The toy models give a mechanistic account of polysemanticity. A neuron looks polysemantic precisely because it participates in several superposed feature directions at once, so it activates for whichever of those features is present. In the regime with no superposition the same neurons are monosemantic, each tracking a single feature. Polysemanticity is therefore not an intrinsic property of neurons but a consequence of the network choosing to compress more features than it has room for. This reframing matters for interpretability: it suggests that the obstacle to reading a network is not that its concepts are inherently entangled, but that they have been linearly superimposed and could in principle be recovered.
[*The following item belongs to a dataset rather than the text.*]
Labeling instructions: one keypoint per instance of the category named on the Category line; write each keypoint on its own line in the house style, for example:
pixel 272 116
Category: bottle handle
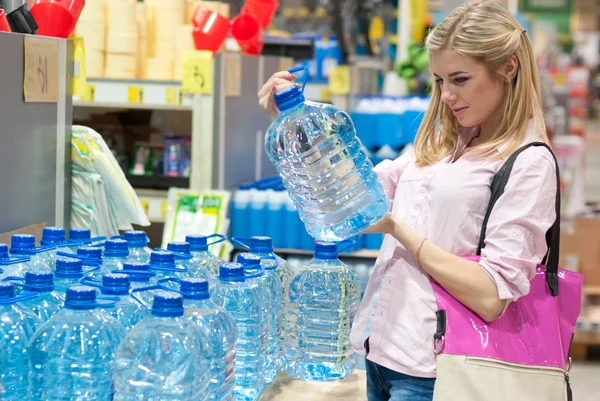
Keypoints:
pixel 304 68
The paper set up the problem that much of Anthropic's subsequent interpretability research tried to solve. It explicitly sketched candidate strategies for finding the hidden features that superposition obscures, including building models that avoid superposition through activation sparsity and using dictionary learning to recover an overcomplete feature basis from a model that already exhibits superposition [1]. The 2023 paper Towards Monosemanticity pursued the dictionary-learning route, training a sparse autoencoder on the activations of a one-layer transformer to extract features that were far more interpretable than the raw neurons. That line continued with Scaling Monosemanticity, which applied sparse autoencoders to the production model Claude 3 Sonnet and pulled out millions of features. Sparse autoencoders became a standard tool in mechanistic interpretability, and the conceptual vocabulary introduced here, features as directions, superposition, interference, the importance and sparsity axes, is now routine in the field. Chris Olah, the paper's senior author, has continued to lead this research direction at Anthropic.